Re: Katz defends luncheon at restaurant he owns (Feb. 23). Sam Katz must live in a different world than the rest of us. He seems to feel that it's perfectly reasonable for the mayor of a city to use taxpayer money to take councillors and department heads to a restaurant he owns.
It's not so much the money spent or profits earned. It's the fact that, when asked about it, the mayor wonders why it's even an issue. He did say, after getting into a huff, that people like the food there. You can see why he was such a good promoter; he even managed to get a plug in to his own restaurant.
Even if someone else made the decision, the mayor should have put his foot down and changed the destination. Any way you slice it, Mr. Mayor, that was the wrong thing to do.
Re: Tasteless campaign (Letters, Feb. 24). I think the Super Lube ads are meant to be taken as double-entendres. Anyone who sees the "dirty" side of them already has that in their own heads.
Go to any automobile repair shop, and I'm positive you'll hear far worse than what's appearing in the ads.
DC trumps AC
Re: Cost of conversion (Letters, Feb. 17). When a retired dean of engineering gets it wrong (on several counts), is it any wonder that the public may have difficulty understanding the complexity of Bipole III?
Garland Laliberte asserts that "(f)or reasons of energy efficiency, power transmitted over long distances is traditionally exported as AC, not DC." Although we may export AC power, in transmitting electricity over long distances, it is far more economical and advantageous to do it by DC rather than AC because AC has substantially higher line losses than DC. After all, this is the reason why Bipoles I and II were built as DC lines rather than AC.
Laliberte's second possible error is his assertion that "an expensive converter station" would have to be built at the Saskatchewan border if power were to be sold from a DC line to Saskatchewan.
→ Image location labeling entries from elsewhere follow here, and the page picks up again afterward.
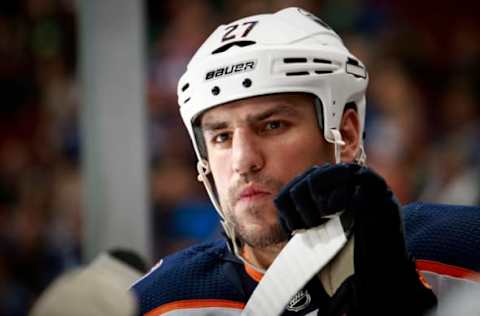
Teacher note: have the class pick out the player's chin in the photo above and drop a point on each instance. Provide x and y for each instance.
(263, 236)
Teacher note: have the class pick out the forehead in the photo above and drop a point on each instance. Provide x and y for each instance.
(294, 103)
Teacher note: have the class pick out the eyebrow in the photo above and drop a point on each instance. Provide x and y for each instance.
(282, 109)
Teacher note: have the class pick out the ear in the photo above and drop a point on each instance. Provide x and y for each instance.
(350, 130)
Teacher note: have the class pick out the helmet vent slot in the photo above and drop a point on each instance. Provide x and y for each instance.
(354, 68)
(322, 61)
(294, 60)
(226, 47)
(297, 73)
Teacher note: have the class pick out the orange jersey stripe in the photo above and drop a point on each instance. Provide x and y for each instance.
(442, 268)
(194, 304)
(254, 274)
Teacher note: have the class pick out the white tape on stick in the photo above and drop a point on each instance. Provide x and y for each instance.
(301, 259)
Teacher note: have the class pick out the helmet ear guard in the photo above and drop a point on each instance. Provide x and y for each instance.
(245, 59)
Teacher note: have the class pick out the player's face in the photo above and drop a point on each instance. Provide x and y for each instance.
(256, 146)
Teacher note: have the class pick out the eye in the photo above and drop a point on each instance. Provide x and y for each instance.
(221, 138)
(273, 125)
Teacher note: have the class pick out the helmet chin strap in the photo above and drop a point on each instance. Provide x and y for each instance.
(336, 138)
(203, 170)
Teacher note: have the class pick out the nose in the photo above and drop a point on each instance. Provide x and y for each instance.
(247, 154)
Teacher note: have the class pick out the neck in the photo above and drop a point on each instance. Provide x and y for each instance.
(261, 258)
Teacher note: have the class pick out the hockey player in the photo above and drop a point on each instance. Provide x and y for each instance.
(275, 107)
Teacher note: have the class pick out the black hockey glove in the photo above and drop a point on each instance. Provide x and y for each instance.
(385, 280)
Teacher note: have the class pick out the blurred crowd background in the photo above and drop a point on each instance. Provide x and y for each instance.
(422, 120)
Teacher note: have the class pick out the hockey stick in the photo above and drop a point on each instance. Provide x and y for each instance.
(301, 259)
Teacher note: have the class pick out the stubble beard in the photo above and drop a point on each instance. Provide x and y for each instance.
(270, 235)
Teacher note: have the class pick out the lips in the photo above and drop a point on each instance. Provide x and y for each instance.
(252, 192)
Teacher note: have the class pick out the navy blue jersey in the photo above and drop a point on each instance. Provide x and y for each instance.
(207, 279)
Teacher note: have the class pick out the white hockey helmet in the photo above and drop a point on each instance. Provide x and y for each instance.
(288, 51)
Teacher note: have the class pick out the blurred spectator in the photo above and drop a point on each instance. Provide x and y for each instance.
(99, 289)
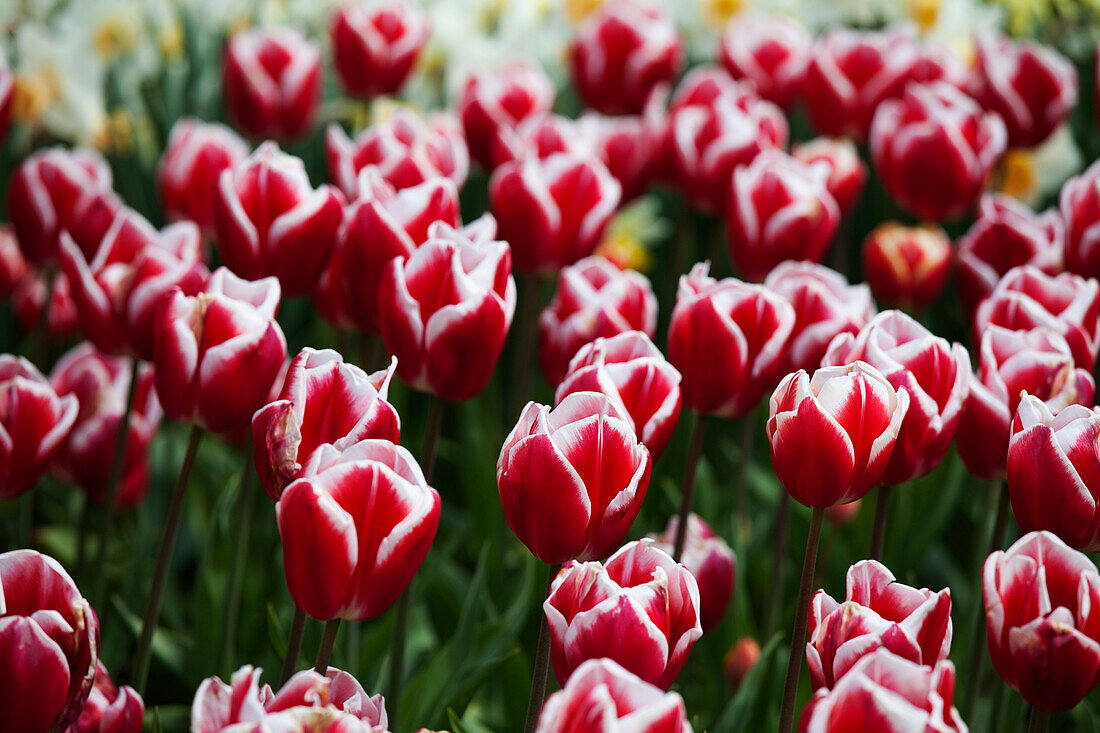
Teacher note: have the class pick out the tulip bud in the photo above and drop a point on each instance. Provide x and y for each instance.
(1031, 86)
(1043, 639)
(934, 149)
(780, 209)
(48, 643)
(323, 400)
(633, 373)
(218, 352)
(572, 479)
(272, 83)
(552, 211)
(832, 435)
(593, 298)
(194, 157)
(710, 560)
(446, 310)
(906, 265)
(1005, 234)
(375, 45)
(639, 609)
(727, 339)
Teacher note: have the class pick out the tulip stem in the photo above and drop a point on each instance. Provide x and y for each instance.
(541, 665)
(111, 500)
(688, 495)
(163, 558)
(799, 635)
(293, 645)
(879, 531)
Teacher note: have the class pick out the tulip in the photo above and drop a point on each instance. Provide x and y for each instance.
(271, 221)
(572, 479)
(710, 560)
(1031, 86)
(194, 157)
(552, 211)
(889, 693)
(780, 209)
(407, 150)
(602, 697)
(48, 643)
(825, 305)
(375, 45)
(633, 373)
(110, 709)
(906, 265)
(1005, 234)
(1043, 639)
(446, 310)
(218, 352)
(727, 339)
(934, 149)
(1026, 297)
(593, 298)
(497, 100)
(101, 384)
(272, 83)
(639, 609)
(55, 190)
(878, 612)
(1037, 362)
(622, 53)
(769, 51)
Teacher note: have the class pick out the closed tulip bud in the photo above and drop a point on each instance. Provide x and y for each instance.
(272, 83)
(343, 559)
(406, 148)
(710, 560)
(594, 298)
(323, 400)
(194, 157)
(1037, 362)
(1043, 638)
(218, 352)
(110, 709)
(639, 609)
(846, 171)
(906, 265)
(1005, 234)
(727, 339)
(888, 693)
(1026, 297)
(936, 375)
(934, 149)
(633, 373)
(48, 643)
(832, 435)
(825, 305)
(100, 383)
(552, 211)
(1031, 86)
(602, 697)
(34, 422)
(271, 221)
(118, 290)
(780, 209)
(494, 101)
(58, 189)
(375, 45)
(572, 479)
(620, 53)
(446, 310)
(878, 612)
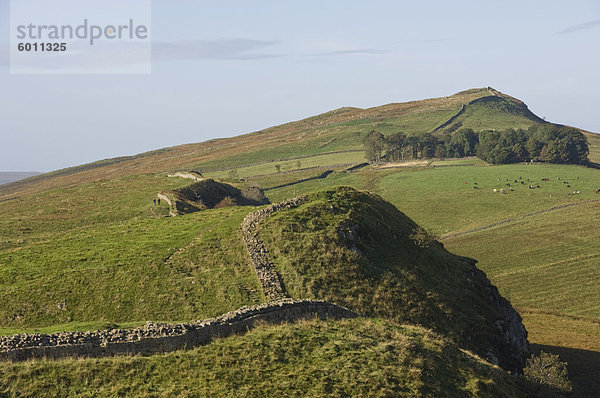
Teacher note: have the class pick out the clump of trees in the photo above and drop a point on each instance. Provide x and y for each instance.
(547, 143)
(398, 146)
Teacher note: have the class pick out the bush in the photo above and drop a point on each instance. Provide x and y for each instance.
(548, 371)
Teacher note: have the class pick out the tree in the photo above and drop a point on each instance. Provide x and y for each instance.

In actuality, if Saskatchewan bought power from Manitoba Hydro, it is most likely that it would be branched off to Saskatchewan as DC power from the DC West Route transmission line. In this case, a converter to change the power from DC to AC would be built at the end of the transmission line near Regina or Saskatoon.
Laliberte's third equally impractical proposal is to build an entirely separate AC line from Manitoba's northern generating stations all the way to market areas in Saskatchewan. Although converters would not be required, an AC transmission line is substantially more expensive than a DC line because it has three conductors, compared to two for DC, and it must have larger and heavier towers that would require more steel. More important, throughout the line's 100-year life, the power losses would dwarf the losses of a DC line.
Re: Fellow officers loudly applaud dismissal of charges (Feb. 23). It is bad enough that two serving police constables were facing criminal charges after it was alleged they lied in order to obtain a search warrant and then lied about the lying.
Winnipeggers were then treated to the spectacle of off-duty police officers cheering the failure of justice earlier this week, after the case was dismissed on a technicality. Police officers are paid to uphold the law, not break it and have an obligation to act in a professional way, even when off-duty.
Chief Keith McCaskill should institute discussions with his officers on how to act appropriately when their personal feelings are in conflict with their public obligations. And while he is at it, he can also remind them that the law applies to police officers as well.
John Howard Society of Manitoba
Election fever or not
Re: Tory blitz a precursor to spring election? (Feb. 25). It could also be a precursor to prorogation. It depends on how tactician Harper spins it and that will depend on how gullible he believes Canadians still are, or "not."